The effective usage of hardware resources (i.e., hardware utilization) in target inference platforms may vary depending on the architecture of a DNN model (e.g., layer types or channel dimensions). For instance, the depthwise convolution operation, which is popularly used in DNNs, has been shown to reduce the hardware utilization down to 1% in inference platforms [13]. Likewise, the channel and filter dimensions of DNN layers also have a significant impact on hardware utilization due to mismatches between DNN dimensions and target inference platforms [9, 30]. As a result, unoptimized DNN models unfortunately run on inference platforms with low hardware utilization, hindering their performance (FLOPS/s) and increasing the latency. For example, average FLOPS/s utilization in Google’s TPUv4 accelerator is 33% [17], which results in about three times slower inference than what could be achieved with a fully-utilized platform.

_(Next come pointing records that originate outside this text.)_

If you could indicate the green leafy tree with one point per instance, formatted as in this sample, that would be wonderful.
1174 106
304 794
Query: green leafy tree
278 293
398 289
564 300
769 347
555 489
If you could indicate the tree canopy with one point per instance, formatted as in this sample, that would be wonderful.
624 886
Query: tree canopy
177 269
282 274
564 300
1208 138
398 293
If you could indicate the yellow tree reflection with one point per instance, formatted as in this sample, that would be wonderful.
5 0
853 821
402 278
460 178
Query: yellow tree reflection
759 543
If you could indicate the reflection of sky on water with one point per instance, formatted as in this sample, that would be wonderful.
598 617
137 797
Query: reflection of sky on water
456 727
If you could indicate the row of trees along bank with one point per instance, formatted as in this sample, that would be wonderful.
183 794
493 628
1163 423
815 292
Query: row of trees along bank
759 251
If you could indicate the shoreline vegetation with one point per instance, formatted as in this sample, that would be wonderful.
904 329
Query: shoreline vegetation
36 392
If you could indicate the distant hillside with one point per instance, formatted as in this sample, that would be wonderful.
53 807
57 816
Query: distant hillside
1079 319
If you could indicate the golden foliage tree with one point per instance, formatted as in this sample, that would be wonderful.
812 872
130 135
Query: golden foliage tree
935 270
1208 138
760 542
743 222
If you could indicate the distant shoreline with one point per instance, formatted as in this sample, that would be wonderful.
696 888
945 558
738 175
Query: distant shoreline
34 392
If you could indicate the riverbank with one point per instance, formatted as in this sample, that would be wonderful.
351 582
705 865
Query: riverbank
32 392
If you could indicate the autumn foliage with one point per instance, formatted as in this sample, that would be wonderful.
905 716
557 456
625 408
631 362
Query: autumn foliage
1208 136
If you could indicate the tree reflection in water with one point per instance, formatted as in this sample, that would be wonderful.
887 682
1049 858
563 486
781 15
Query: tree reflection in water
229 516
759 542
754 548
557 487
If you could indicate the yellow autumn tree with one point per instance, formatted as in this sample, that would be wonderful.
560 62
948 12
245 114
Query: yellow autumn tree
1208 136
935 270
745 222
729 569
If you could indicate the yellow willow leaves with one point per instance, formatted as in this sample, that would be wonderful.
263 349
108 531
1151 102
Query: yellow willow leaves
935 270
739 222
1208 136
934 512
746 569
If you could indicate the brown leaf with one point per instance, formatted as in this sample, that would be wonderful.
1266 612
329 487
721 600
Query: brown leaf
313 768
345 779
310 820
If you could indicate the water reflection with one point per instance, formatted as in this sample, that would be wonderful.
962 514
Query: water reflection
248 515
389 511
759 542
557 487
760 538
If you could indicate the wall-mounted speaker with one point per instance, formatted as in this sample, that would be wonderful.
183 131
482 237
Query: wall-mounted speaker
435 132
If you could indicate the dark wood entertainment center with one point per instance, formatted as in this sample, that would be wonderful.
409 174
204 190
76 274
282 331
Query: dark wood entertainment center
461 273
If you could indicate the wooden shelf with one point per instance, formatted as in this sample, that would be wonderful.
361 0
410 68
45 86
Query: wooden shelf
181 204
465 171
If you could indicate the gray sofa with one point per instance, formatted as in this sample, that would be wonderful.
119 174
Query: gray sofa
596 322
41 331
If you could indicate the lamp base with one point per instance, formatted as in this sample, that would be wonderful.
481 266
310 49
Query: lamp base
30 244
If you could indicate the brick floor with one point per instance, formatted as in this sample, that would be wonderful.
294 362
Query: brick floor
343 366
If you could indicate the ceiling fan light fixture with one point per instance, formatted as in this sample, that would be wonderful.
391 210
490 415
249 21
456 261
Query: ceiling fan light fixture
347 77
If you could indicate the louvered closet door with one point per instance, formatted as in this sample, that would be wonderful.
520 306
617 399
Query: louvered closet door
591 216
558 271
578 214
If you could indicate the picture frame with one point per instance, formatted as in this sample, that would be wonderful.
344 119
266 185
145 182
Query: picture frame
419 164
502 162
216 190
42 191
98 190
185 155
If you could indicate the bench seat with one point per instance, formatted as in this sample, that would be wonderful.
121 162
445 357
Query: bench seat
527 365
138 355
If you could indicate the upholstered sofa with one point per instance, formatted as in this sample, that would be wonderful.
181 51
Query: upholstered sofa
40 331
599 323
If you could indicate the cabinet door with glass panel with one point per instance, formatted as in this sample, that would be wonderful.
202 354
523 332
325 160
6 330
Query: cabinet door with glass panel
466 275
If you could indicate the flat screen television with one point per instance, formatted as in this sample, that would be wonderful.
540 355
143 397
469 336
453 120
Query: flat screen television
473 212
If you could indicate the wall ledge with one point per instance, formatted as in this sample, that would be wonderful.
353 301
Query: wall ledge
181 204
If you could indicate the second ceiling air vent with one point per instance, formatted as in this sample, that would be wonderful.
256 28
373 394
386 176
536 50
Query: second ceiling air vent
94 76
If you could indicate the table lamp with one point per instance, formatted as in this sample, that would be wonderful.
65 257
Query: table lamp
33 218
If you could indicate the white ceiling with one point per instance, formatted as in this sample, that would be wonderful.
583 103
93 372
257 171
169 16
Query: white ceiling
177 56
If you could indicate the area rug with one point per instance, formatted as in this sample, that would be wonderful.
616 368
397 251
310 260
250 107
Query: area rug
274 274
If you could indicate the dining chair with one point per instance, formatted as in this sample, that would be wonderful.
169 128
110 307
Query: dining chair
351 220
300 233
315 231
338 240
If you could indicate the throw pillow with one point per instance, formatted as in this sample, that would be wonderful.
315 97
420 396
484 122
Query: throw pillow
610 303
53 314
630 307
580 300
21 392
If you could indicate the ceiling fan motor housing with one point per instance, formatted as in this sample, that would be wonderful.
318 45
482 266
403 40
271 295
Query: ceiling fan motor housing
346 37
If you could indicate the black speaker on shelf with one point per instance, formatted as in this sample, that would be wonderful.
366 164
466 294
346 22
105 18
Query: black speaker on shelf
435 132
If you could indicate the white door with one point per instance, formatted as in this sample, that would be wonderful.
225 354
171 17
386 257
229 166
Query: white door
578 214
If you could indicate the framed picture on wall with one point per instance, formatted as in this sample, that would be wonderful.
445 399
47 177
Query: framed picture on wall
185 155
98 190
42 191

Prior works have proposed hardware-aware neural architecture search methods to co-optimize model accuracy and hardware performance metrics [32]. These methods use latency [34, 35, 37], energy consumption [41], or memory footprint [26] as the hardware performance metrics, which allows to improve the computational efficiency of the DNN architectures. However, no prior work uses hardware utilization as an optimization objective, which leads to DNN models with low efficiency in inference platforms. Moreover, prior hardware-aware NAS methods rely on either “black-box” hardware models, where these metrics are measured in physical devices and stored in look-up tables, or simplistic models such as roofline [13, 23] to estimate the hardware performance metrics of the target inference platforms. Unfortunately, these models are impractical, have limited precision, or are non-differentiable, which hinders their effective use in NAS methods.

While prior hardware-aware NAS frameworks mostly focus on inference latency (i.e., execution time in terms of seconds), we argue that this does not necessarily lead to effective usage of hardware resources (i.e., percentage of processing elements actively used during computation) at the inference platforms. Therefore, we propose a NAS method that co-optimizes hardware utilization along with model accuracy and latency. To do so, we develop a hardware utilization model for inference platforms and use it to estimate the hardware utilization while searching for the optimal DNN architecture in image classification tasks. Moreover, we provide a smooth relaxation for the proposed utilization model to allow differentiable NAS, which is orders of magnitude less costly than other NAS methods. To the best of our knowledge, this is the first work that addresses hardware utilization in DNN inference using neural architecture search. We demonstrate through extensive experiments and hardware simulations that DNN models produced by our proposed NAS method run \(2.8-4\times \) faster in target inference platforms compared to prior hardware-aware NAS methods that are agnostic to resource utilization.

In this paper, we make the following contributions:

  • We show that hardware utilization in DNN inference is sensitive to layer types and dimensions of the architecture, and that fine-tuning a DNN architecture may significantly improve hardware utilization while maintaining the model accuracy.

  • We propose a computational model for hardware utilization in modern inference platforms that estimates the measured utilization with significantly higher accuracy compared to prior models. We also provide a smooth relaxation of the proposed computational model to enable gradient-based optimization.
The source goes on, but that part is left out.